Soundtrack album by Yoshimio
- Released: November 21, 2007
- Genre: Soundtrack
- Label: Commmons
- Producer: Yoshimio

= Yunnan Colorfree =

Yunnan Colorfree is a solo album by Yoshimi P-We (Boredoms/OOIOO/Free Kitten) under the name Yoshimio. The music is a soundtrack to a documentary movie of the same name; the movie focuses on the women of Yunnan, a remote area in southern China—near Tibet, Laos, Myanmar and Vietnam. The album contains guest vocals by Kim Gordon of Sonic Youth as well as a cover of the Sonic Youth track "Death Valley '69".

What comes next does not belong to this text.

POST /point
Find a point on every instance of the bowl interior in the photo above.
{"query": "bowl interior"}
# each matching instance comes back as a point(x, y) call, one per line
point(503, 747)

The album was released as Japanese-only exclusive, packaged in deluxe 2-disc gatefold digipak. The first disc is a CD containing the soundtrack. The second disc is a DVD containing the entire 42 minute film.

==Track listing==

===CD===
1. "Open Our Lotus" – (1:43)
2. "Iiie" – (2:15)
3. "Myaoo" – (2:43)
4. "Taiii" – (1:43)
5. "Grounding Session I" – (1:49)
6. "Grounding Session II" – (0:30)
7. "Honey" – (0:32)
8. "Ararah" – (8:34)
9. "Endless" – (3:13)
10. "Sunny" – (1:56)
11. "Chuwow" – (1:17)
12. "Mochiii" – (2:40)
13. "Tori no Jidai" – (9:53)
14. "Death Valley 69 (Saicobaba Version)" – (5:16)
15. "Gyariii" – (0:23)

===DVD===
1. "Opening"
2. "I People"
3. "Myao People"
4. "Tai People"
5. "Hani People"
6. "R People"
7. "Yao People"
8. "Sani People"
9. "Chuwan People"
10. "Moci People"

==Personnel==
Music by Yoshimi P-We

- Yoshimi P-We –
  - steel guitar (1, 4)
  - vocal (2, 8, 9, 11, 13, 14)
  - shell (2)
  - synthesizer (2, 9)
  - keyboard (2, 3, 8–10, 12–14)
  - drum machine (3, 4)
  - cowbell (3)
  - shaker (3, 4, 13)
  - electric guitar (4)
  - triangle (4)
  - taiko (5–7)
  - boo (5–7)
  - wood block (5–7, 13)
  - Glockenspiel (5–7, 13)
  - drums (8, 13)
  - bell (8)
  - whistle (8)
  - duff (8)
  - gamelan (11)
  - electric bass guitar (11)
  - vibratone (11)
  - handclap (11)
  - frog drum (11)
  - trumpet (13)
  - tambourine (13)
  - foot bass (14)
  - bass drum (14)

===Guest performers===
- Yo2ro Takekawa – duff (2, 9), manjira (5–7), kanjira (5–7), tambourine (5–7, 11), drums (9–12, 14), cowbell (10)
- Kim Gordon – vocal (5–7, 14), electric guitar (5–7), guitar (5–7)
- Sen10 – talking tom (5–7)
- Shoji – underground recording (5–7), bowl (8), keyboard (8, 13), field recording (8, 13), pin (15)
- Uta – vocal (8, 13, 15), bowl (8)
- Yoshidadaikiti – sitar (14)

===Production===
Produced and mixed by Yoshimio

Engineered by Koichi Hara at Redragonfly Studio

Mastered by Isao Kikuchi at Warner Music Mastering

Artwork by Shoji Goto

Photograph by Miwaco

==Documentary film==
The soundtrack is accompanied by DVD containing the documentary film. The film consists of various street shots of these Yunnan woman—in the markets, looking at food, in the fields and just standing around in total elegance, in the most colorful clothing imaginable—with no-narration or overt linear intention.